Enterprise Management Incentives (EMI): call for evidence
The Government wants small, innovative companies in the UK to reach their growth potential and see one of the market failures prohibiting this to be the ability of small companies to recruit and retain the talent they need.
The Enterprise Management Incentives (EMI) scheme is a tax-advantaged employee share scheme designed to bolster the attractiveness of share-based remuneration that Small and Medium Enterprises (SMEs) can offer to employees.
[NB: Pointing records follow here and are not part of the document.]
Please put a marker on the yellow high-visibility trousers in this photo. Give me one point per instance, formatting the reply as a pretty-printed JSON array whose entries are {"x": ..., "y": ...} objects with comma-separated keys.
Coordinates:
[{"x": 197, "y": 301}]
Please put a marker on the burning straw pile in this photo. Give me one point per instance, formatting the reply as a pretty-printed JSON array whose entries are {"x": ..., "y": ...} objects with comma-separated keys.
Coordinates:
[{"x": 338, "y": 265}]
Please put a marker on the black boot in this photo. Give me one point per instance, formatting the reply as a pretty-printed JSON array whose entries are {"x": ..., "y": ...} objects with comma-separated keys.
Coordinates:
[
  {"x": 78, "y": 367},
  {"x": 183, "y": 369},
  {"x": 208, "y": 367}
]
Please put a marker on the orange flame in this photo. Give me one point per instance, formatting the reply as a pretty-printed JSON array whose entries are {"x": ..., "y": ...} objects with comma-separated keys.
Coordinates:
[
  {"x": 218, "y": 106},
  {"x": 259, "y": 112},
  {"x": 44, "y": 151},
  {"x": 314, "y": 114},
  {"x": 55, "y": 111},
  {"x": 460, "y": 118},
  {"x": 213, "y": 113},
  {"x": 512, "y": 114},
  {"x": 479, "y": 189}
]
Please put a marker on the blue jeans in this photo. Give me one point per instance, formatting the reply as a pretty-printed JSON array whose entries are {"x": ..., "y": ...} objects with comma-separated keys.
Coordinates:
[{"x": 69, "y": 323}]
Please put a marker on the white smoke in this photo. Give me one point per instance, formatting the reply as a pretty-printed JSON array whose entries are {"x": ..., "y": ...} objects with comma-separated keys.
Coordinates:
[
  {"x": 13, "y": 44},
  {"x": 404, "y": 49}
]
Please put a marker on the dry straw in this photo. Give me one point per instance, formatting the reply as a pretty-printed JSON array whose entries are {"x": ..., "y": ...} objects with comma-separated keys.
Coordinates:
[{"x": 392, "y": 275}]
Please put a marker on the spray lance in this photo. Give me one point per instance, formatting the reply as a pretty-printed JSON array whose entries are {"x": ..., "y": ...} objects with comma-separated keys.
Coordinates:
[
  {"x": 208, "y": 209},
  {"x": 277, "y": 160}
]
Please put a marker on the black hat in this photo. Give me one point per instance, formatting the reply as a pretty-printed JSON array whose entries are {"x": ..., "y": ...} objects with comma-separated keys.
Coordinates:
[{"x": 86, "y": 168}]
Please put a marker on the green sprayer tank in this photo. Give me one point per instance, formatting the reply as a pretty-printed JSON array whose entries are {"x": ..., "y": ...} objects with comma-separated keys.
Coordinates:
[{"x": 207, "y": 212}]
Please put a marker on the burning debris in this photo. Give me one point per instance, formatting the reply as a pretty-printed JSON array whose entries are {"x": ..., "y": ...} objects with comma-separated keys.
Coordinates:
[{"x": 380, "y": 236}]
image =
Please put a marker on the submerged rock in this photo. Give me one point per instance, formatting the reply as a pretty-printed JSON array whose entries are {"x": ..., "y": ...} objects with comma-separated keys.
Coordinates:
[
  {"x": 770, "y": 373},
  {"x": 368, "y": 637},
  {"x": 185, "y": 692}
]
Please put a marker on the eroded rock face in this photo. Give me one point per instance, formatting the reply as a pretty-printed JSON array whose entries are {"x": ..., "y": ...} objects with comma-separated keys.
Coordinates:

The Government announced a call for evidence consultation to assess the effectiveness of the current EMI scheme and whether and how to extend the current scheme to ensure it offers effective support to more companies seeking to recruit and retain key employees.
R&D tax reliefs: consultation
The Government has an ambitious target to raise total investment in research and development to 2.4% of UK GDP by 2027. R&D tax reliefs have a key role in incentivising this investment by reducing the costs of innovation.
Currently, small and medium companies may be eligible to claim an additional deduction of 130% of qualifying R&D expenditure from their taxable profits and, if loss-making, surrender this for a 14.5% tax credit.
This consultation will explore the nature of private-sector R&D investment in the UK, how that is supported or otherwise influenced by the R&D relief schemes, and where changes to the scheme may be appropriate.
It will look at the definitions and eligibility for relief to ensure they reflect how R&D is actively conducted, how well reliefs are operating for businesses and the targeting of the reliefs.
The Government consulted last year on what costs companies could include in R&D tax credit claims and whether these need to be updated to ensure credits remain well targeted and reflect modern R&D processes. As a result, the decision on whether data and cloud computing costs will be brought into the scope of qualifying R&D expenditure will be taken alongside this wider review.
- From 1 April 2021 Research & Development (R&D) tax credits claimed by companies under the SME scheme will be capped at three times of the company’s total PAYE and NIC liability for the period
- The £1 million Annual Investment Allowance (AIA) limit was extended until 31 December 2021
- From 6 April 2021, medium sized and large private sector employers will be responsible for assessing the employment status of any contractors they engage and potentially have to place many of them onto the payroll for the first time, with increased employers’ National Insurance costs as a result.